The head of Microsoft UK claims Server 2008 will help companies make IT a way to drive their business, rather than a mere cost centre. “80% of IT spend is on maintaining existing systems,” said Gordon Frazer, managing director of Microsoft UK at the London launch event. “Only 20% is being applied to IT innovation. We [businesses] need to spend time on thinking how we can flip this around.”

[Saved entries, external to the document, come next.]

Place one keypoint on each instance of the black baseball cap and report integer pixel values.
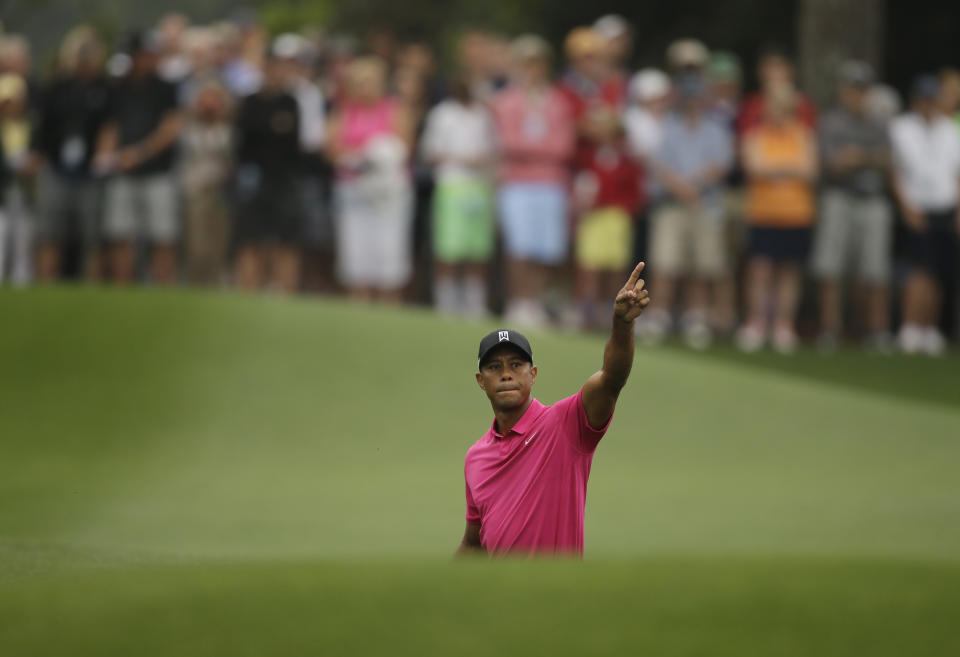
(494, 339)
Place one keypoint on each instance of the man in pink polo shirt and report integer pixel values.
(526, 478)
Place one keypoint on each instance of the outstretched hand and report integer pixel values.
(632, 299)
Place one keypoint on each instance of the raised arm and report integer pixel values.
(601, 390)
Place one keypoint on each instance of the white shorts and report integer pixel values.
(854, 233)
(142, 207)
(688, 241)
(374, 226)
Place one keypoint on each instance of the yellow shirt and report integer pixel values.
(787, 202)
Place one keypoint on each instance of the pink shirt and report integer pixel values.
(361, 123)
(527, 489)
(536, 135)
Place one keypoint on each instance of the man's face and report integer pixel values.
(853, 98)
(507, 377)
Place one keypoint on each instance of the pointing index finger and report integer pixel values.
(635, 276)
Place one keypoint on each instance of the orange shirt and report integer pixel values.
(786, 202)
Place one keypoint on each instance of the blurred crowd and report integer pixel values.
(526, 182)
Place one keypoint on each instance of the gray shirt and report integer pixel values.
(838, 129)
(688, 148)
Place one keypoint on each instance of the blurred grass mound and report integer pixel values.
(200, 474)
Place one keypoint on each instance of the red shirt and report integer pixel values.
(751, 112)
(617, 177)
(528, 488)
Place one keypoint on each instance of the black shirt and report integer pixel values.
(70, 114)
(268, 129)
(138, 106)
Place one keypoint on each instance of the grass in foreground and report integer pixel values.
(198, 474)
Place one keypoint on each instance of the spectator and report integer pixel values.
(856, 222)
(207, 150)
(459, 142)
(297, 56)
(72, 111)
(414, 85)
(536, 136)
(15, 213)
(268, 225)
(643, 122)
(478, 58)
(370, 137)
(687, 56)
(618, 37)
(589, 84)
(926, 149)
(725, 78)
(780, 162)
(607, 191)
(687, 240)
(774, 69)
(137, 146)
(173, 64)
(950, 93)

Microsoft claims it will help reduce those maintenance costs by reducing the amount of time IT managers have to spend on security fixes. “Building a secure and trusted platform is priority number one,” said Larry Orecklin, general manager of Microsoft’s server and tools division. “We’ve been able to reduce the patching required [in Server 2008] by up to 60%. Since 2003, We’ve only had four critical vulnerabilities. Compare that to Oracle, it’s had over 250,” Orecklin added, although when challenged on those figures couldn’t immediately clarify their source.

Virtual future

Microsoft spent a great deal of the presentation talking about virtualisation – even though its Hyper-V virtualisation platform for Server 2008 won’t be launched for up to six months.

Orecklin made light of rival VMware’s headstart in the virtualisation arena, claiming that the technology is still in its infancy. “Virtualisation has a tremendous amount of hype in the industry today – with good reason,” he claimed. “But for all the hype, all the talk, less than 5% of servers are virtualised today. It’s early, early days.”

Orecklin admitted that virtualisation would immediately increase complexity for IT managers, but claimed that Microsoft’s management console – dubbed System Center – would provide complete control of virtual machines, from the front-end to the server. “The more you virtualise, management becomes absolutely critical,” he said. “You want a single set of management tools – a single pane of glass to manage your entire infrastructure. That’s what System Center is.”

Orecklin also advised IT managers to use Microsoft’s free set of evaluation tools before heading down the virtualisation path. “It’s important to think about the process improvements that are necessary as well,” he concluded.